Lei indossava solo un paio di parigine rosso scuro. Era stesa su un letto antico, quello con i materassi alti e la spalliera in legno diritta. Aveva il capo poggiato sul cuscino con i capelli biondi lunghi e lisci che lo incorniciavano. Gli zigomi alti le strizzavano gli occhi verdi in un sorriso luccicante. Con una mano si accarezzava lentamente il corpo e quando scendeva molto in giù sorrideva allegra. Poi disse: “non ti viene voglia di fare niente?” con  tono canzonatorio.
Lui in piedi diritto accanto ai piedi del letto, immobile con la camicia aperta: capelli scuri riccioluti, un baffone quasi a coprirgli la bocca, con la faccia seria, le fossette sulle guance appena accennate con gli occhi verdi puntati sulla faccia di lei. Lei lo stava sfidando con quell’aria spensierata che lo aveva sedotto ma lui in quel momento voleva solo scappare via da quella casa antica, elegante, di Piazza San Domenico Maggiore a Napoli. Avrebbe voluto scappare gridando: hai sbagliato persona!

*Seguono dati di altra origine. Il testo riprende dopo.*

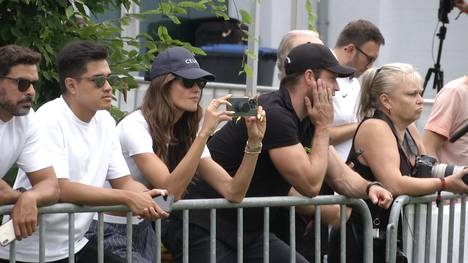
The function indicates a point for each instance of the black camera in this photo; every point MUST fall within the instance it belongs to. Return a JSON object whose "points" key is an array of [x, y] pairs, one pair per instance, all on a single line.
{"points": [[445, 6], [427, 166], [243, 106]]}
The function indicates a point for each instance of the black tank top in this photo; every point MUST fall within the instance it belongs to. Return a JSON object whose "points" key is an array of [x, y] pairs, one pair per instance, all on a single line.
{"points": [[406, 150]]}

La stessa sensazione che provava tutte le volte che si accorgeva che le donne lo guardavano intensamente in assemblea, oppure gli lasciavano bigliettini con proposte di incontri (e ogni volta lui pensava che avessero sbagliato destinatario) o come quando quella compagna di Milano lo aveva affrontato alla fine di una riunione e gli aveva detto secca e senza nemmeno sorridere: “voglio fare un figlio con te”. E allora lui si circondava di un’aria seria e concentrata, non rideva mai nelle occasioni pubbliche, stava in piedi, in fondo, alto magro e con le braccia incociate. Lo chiamavano, per questo, il “tenebroso con gli occhi verdi”. Ma non c’era niente da fare. Tutto lo aveva preso alla sprovvista: la liberazione dei costumi, il sessantotto, le occupazioni in promiscuità, le assemblee con le donne che prendevano la parola, sorridenti o incazzate ma in ogni caso vissute da lui come appartenenti ad un mondo sconosciuto, affascinantissimo ma pericolose per lui.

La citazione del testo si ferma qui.